And Computer Design — Digital Logic

And Computer Design — Digital Logic

All sequential circuits rely on a —a square wave oscillating between 0 and 1 at a fixed frequency (e.g., 3.5 GHz). The clock synchronizes all operations. On the "rising edge" (0→1 transition), data is captured.

These are circuits where the output depends solely on the current input. Examples include adders, multiplexers (which select between multiple data inputs), and decoders. They are the "calculators" of the system.

This is the : memory stores both data and instructions. The CPU fetches an instruction, decodes it, executes it, and stores the result. Then it repeats. Forever.

A group of D Flip-Flops sharing a common clock. A contains 32 flip-flops. The CPU's general-purpose registers (eax, ebx, etc.) are exactly this. digital logic and computer design

This architecture defines three distinct components:

From that single, primitive question, we have built cathedrals.

Digital Logic and Computer Design is the bridge between theoretical mathematics and physical reality. It is the language that allows us to speak to silicon, turning simple electrical currents into the vast digital universe we inhabit today. Without the precision of logical gates and the ingenuity of computer architecture, the modern digital age would be impossible. All sequential circuits rely on a —a square

When you write if (x > y) doSomething(); , you are participating in a magnificent lie. The lie is that the computer understands “if,” or “greater than,” or even the variable x . The truth is far stranger. At the bottom of this abstraction, there is no logic, no math, no time. There is only voltage.

This 10-line code synthesizes into ~16 logic gates and 4 flip-flops—the very heart of digital logic and computer design.

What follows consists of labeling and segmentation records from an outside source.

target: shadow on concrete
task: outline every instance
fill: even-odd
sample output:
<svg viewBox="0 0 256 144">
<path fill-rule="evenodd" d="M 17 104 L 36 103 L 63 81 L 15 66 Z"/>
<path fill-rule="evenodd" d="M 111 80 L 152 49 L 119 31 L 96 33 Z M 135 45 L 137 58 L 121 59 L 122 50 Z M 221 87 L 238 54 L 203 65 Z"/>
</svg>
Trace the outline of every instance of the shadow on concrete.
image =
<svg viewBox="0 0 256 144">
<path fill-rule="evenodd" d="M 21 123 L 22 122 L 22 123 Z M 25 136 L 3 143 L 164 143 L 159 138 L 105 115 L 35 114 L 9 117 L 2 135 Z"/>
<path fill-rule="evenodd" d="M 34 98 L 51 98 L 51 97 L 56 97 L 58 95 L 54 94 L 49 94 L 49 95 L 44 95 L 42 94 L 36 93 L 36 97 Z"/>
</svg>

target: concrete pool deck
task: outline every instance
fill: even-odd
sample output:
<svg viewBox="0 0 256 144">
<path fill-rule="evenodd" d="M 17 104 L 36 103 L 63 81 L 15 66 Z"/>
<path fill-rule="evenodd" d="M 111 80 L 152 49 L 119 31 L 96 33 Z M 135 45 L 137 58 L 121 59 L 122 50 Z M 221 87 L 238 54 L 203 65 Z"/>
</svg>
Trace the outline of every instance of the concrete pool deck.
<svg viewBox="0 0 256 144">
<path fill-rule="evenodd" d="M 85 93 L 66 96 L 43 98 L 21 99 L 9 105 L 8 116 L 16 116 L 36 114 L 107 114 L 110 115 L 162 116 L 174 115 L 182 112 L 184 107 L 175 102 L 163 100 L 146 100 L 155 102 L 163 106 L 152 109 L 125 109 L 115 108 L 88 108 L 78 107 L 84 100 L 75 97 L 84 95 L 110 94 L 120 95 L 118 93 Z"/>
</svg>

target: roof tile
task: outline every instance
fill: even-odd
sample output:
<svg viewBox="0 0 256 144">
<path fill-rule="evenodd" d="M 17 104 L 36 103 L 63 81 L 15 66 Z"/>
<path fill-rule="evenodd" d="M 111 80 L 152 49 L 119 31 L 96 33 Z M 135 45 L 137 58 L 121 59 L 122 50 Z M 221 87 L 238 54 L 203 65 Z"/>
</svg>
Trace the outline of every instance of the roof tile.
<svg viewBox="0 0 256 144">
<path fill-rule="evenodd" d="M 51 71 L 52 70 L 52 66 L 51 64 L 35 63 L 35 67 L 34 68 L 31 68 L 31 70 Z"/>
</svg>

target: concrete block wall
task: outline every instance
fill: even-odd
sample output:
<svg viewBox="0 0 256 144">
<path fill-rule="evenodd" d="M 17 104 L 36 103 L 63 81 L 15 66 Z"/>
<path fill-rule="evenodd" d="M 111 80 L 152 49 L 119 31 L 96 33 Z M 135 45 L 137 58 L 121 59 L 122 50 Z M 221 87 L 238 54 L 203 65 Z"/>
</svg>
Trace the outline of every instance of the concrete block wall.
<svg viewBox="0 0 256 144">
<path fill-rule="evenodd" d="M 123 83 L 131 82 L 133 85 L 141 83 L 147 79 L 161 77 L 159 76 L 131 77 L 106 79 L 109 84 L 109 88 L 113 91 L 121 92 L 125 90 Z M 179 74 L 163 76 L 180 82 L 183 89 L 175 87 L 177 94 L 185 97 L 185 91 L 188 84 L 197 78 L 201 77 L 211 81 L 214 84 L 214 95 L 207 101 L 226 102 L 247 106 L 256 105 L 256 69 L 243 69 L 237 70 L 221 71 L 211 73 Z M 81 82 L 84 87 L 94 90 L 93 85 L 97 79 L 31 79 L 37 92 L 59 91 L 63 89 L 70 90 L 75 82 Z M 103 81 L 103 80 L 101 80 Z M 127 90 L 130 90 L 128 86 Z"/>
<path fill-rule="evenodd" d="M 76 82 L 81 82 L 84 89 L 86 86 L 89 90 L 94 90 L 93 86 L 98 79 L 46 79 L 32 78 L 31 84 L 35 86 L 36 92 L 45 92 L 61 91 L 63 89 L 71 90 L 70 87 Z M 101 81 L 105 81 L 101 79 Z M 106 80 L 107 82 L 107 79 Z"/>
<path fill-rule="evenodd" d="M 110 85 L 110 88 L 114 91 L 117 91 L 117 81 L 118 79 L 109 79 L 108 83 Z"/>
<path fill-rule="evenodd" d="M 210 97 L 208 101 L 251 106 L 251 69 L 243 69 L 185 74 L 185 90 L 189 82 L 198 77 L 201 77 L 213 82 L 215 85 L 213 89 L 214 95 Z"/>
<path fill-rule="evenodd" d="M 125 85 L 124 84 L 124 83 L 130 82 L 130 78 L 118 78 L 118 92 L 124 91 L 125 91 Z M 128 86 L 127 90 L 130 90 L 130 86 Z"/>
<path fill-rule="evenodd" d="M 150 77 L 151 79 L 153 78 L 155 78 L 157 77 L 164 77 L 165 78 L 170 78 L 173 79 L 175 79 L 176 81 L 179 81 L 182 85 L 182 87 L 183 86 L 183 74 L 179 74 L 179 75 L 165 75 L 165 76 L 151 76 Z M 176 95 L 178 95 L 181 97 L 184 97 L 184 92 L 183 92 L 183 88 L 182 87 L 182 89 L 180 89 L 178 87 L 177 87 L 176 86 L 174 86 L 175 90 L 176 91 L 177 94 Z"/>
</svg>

Now, things get emotional. The ALU is the “calculator” of the CPU. It takes two binary numbers and, based on a few control lines, decides whether to add them, subtract them, AND them, OR them, or compare them. These are circuits where the output depends solely

A "data selector." It chooses one input among many based on a "select" line.

A calculator that forgot the numbers the moment you lifted your finger would be useless. This introduces the second major category of digital logic: . Unlike combinational logic, sequential logic circuits have memory; their output depends on both the current inputs and the history of past inputs.